Examination of sexual partners is not required; partners are usually infected at the time one person is diagnosed with HPV infection even in the absence of visible warts.
Exclude sexual abuse in children with genital warts.
Consult a specialist for management of intraanal warts as patients may also have warts on the rectal mucosa.
Laryngeal papillomatosis has been seen in infants born to mothers with HPV infection, delivered vaginally or by cesarean section.
Trichomonas vaginalis infection is almost always sexually transmitted with peak prevalence rates between ages of 16 to 35 years. The most common site of infection is the vagina, followed by periurethral glands and urethra. Patients present with pruritus, dysuria, dyspareunia, lower abdominal pain, vaginal discharge, postcoital bleeding, edema and excoriation of the external genitalia, bartholinitis, and urethritis.
Obtain vaginal secretions for microscopic detection of Trichomonas (specificity of 60%–70%). Tests like OSOM Trichomonas Rapid Test or AFFIRM VP III (nucleic acid probe test) performed on vaginal secretions have sensitivity of >83% and specificity >97%. Culture of Trichomonas is still the most sensitive and specific method of diagnosis. PCR assay for T vaginalis in vaginal or endocervical swabs, and in urine from both men and women is available (sensitivities ranging from 88% to 97%; specificity from 98% to 99%). T vaginalis has not been found to infect oral sites, and rectal prevalence appears low; therefore, oral and rectal testing is not recommended.

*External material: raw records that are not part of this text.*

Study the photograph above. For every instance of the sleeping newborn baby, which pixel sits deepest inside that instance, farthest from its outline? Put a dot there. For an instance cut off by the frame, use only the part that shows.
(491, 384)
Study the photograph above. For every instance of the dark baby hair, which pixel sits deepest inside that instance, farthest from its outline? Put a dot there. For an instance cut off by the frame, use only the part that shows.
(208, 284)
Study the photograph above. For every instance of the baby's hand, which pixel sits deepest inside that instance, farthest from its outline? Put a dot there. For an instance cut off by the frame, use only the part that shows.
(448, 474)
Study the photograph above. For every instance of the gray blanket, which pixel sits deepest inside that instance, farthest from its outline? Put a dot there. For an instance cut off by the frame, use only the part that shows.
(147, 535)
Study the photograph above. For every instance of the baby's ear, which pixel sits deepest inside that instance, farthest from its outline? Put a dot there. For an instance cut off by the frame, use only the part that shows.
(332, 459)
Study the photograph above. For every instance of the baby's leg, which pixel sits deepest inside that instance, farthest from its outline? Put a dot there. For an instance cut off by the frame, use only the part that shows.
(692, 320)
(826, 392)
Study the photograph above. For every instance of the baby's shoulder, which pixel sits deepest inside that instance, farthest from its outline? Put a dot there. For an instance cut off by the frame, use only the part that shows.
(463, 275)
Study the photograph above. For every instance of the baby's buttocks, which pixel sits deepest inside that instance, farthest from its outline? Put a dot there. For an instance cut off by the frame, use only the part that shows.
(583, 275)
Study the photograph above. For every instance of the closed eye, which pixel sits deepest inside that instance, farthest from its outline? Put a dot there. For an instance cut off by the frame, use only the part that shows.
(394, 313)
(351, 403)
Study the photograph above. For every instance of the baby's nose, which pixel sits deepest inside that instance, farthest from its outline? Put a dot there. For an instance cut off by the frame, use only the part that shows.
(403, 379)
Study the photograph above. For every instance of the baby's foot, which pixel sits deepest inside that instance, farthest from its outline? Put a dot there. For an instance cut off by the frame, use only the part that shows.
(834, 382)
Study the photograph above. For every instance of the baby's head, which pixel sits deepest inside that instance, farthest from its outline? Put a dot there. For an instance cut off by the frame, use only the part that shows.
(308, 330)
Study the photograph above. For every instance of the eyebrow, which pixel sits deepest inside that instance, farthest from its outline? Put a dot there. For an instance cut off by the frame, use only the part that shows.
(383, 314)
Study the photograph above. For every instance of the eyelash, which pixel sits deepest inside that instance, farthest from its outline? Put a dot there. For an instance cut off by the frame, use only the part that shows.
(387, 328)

Treat patients with metronidazole (2 g orally in a single dose or 500 mg orally twice a day for 7 days) or Tinidazole (2.0 g orally in a single dose). Both of these regimens have high cure rates of about 95%. Intravaginal or topical metronidazole gel has not been shown to be effective and is not recommended. Certain strains of T vaginalis can have diminished susceptibility to metronidazole. If treatment failure occurs with single-dose metronidazole and reinfection is excluded, treat with metronidazole for a 7-day regimen or tinidazole. Treatment of all sex partners is advisable. Because of the high rate of reinfection among patients in whom trichomoniasis is diagnosed, refer the patient to the primary care physician for follow-up.
T vaginalis is one of the most common STDs in the United States.

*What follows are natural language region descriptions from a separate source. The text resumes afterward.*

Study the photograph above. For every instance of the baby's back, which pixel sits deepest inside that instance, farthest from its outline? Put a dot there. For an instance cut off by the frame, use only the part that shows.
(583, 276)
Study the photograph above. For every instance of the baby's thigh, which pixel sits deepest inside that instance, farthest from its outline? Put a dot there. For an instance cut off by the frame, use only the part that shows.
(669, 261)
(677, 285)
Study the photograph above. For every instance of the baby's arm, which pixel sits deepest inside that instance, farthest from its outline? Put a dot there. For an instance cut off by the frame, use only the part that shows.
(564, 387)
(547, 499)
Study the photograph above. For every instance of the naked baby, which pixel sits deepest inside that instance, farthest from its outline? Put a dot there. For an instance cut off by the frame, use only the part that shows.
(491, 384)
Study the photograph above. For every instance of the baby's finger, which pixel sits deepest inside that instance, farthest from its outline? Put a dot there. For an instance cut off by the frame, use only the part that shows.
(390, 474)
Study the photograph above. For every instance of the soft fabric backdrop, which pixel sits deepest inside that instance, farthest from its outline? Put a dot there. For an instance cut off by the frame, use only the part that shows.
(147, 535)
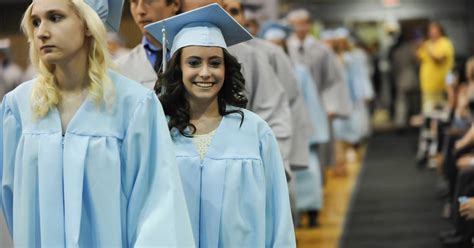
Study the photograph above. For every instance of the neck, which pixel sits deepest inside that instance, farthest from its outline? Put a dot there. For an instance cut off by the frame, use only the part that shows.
(301, 37)
(72, 75)
(152, 40)
(435, 38)
(200, 109)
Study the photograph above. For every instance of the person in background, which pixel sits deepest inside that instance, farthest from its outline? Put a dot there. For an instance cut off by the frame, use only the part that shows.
(321, 61)
(116, 45)
(309, 188)
(10, 73)
(436, 57)
(231, 167)
(266, 98)
(87, 160)
(284, 70)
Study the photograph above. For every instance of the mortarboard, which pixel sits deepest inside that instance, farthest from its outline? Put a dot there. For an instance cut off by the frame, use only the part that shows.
(109, 11)
(275, 31)
(210, 25)
(5, 44)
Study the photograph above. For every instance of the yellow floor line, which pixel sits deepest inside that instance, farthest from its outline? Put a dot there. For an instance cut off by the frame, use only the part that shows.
(337, 195)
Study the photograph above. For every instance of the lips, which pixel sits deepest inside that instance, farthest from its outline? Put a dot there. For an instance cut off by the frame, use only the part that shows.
(144, 22)
(46, 47)
(204, 85)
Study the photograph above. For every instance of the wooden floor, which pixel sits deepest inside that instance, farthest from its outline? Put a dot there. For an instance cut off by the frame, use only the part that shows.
(337, 194)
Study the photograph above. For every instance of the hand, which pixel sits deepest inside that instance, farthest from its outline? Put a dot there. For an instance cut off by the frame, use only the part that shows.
(464, 162)
(467, 209)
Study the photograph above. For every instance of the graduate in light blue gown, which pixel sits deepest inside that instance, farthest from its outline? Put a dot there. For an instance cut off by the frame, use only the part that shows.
(230, 164)
(356, 127)
(309, 186)
(86, 157)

Up to 25% to 50% of girls may be asymptomatic, whereas up to 90% of boys are symptomatic.
Symptomatic girls typically have diffuse, malodorous, yellow-green vaginal discharge with vulvar irritation.

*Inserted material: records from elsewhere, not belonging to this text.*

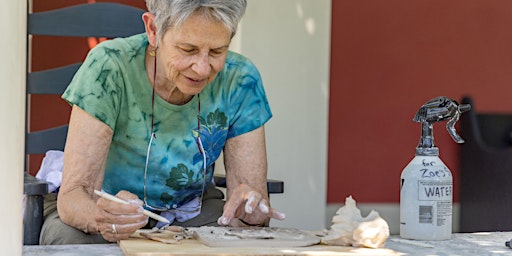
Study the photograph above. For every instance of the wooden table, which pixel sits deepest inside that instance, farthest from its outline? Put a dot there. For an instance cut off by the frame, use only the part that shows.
(460, 244)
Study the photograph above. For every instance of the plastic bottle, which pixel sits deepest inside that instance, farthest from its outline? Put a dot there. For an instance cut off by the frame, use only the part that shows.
(426, 190)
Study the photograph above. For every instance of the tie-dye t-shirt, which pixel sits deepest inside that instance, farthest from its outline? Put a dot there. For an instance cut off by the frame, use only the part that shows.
(112, 86)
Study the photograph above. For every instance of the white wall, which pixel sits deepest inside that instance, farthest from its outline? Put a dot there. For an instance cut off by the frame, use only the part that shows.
(289, 41)
(12, 112)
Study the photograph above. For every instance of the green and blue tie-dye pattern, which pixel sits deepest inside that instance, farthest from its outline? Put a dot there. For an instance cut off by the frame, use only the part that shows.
(112, 85)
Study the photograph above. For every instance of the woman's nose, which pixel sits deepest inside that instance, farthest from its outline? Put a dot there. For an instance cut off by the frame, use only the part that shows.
(201, 65)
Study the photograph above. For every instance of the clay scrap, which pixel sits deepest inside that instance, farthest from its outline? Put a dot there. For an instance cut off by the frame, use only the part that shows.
(349, 228)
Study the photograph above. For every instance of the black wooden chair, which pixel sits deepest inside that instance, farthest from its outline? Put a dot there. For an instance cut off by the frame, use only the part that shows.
(485, 171)
(108, 20)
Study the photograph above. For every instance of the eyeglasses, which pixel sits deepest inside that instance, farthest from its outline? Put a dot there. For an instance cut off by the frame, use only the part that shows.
(201, 150)
(168, 207)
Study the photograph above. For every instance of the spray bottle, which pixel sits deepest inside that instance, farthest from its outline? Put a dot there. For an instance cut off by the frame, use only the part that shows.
(426, 183)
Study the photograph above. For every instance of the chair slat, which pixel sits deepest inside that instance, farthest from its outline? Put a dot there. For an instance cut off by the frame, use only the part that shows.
(88, 20)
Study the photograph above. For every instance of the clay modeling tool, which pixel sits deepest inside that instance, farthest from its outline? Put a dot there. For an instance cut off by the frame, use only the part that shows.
(119, 200)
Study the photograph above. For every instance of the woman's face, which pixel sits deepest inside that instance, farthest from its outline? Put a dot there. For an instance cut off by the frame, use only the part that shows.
(192, 54)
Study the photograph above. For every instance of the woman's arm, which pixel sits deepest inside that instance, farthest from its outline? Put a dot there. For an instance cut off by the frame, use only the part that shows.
(85, 156)
(245, 159)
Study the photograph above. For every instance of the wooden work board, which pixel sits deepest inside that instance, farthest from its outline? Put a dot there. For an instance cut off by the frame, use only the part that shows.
(190, 247)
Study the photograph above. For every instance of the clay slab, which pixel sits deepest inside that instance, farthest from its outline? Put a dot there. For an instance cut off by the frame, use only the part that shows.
(254, 237)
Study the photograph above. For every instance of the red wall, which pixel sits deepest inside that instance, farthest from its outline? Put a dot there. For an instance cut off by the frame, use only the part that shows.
(387, 59)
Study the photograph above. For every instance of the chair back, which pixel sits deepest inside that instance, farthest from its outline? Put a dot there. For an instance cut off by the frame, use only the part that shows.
(106, 20)
(485, 170)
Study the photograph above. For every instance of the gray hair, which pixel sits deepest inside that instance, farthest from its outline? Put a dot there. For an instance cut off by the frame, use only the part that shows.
(173, 13)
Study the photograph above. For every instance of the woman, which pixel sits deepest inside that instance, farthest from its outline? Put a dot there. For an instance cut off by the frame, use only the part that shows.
(151, 114)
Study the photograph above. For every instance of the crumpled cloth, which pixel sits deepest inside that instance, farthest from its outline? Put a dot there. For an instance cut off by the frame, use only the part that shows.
(51, 169)
(180, 215)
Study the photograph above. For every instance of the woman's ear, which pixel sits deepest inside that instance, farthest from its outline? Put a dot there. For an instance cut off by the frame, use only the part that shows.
(149, 24)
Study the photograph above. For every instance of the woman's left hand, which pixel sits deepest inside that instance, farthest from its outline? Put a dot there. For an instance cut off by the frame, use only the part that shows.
(118, 221)
(247, 207)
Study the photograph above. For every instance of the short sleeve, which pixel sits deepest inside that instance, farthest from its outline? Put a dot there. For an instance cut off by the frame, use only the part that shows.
(249, 107)
(97, 86)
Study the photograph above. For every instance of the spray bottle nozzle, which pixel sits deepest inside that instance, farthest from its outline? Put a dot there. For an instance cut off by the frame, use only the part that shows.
(436, 110)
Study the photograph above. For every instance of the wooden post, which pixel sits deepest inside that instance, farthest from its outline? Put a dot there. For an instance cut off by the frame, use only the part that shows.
(13, 15)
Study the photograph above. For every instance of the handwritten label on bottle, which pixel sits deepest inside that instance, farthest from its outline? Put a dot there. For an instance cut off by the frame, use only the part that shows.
(434, 190)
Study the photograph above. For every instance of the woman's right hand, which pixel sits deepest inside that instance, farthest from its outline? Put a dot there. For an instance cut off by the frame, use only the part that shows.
(118, 221)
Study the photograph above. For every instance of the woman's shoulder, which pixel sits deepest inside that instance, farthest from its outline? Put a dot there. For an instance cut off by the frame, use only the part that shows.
(122, 48)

Cervicitis is the most common signs of infection and “strawberry spots” may be seen.
Adverse pregnancy outcomes with trichomoniasis include premature rupture of membranes, preterm delivery, and low birth weight.
Figure 4.14 ▪ Trichomonas.
Saline wet mount demonstrating oval-bodied, flagellated trichomonads. They are similar in size to leukocytes and can be distinguished from them by their motility and presence of flagella. (Reproduced with permission from Hansfield HH: Atlas of Sexually Transmitted Diseases. McGraw-Hill, New York, 1992.)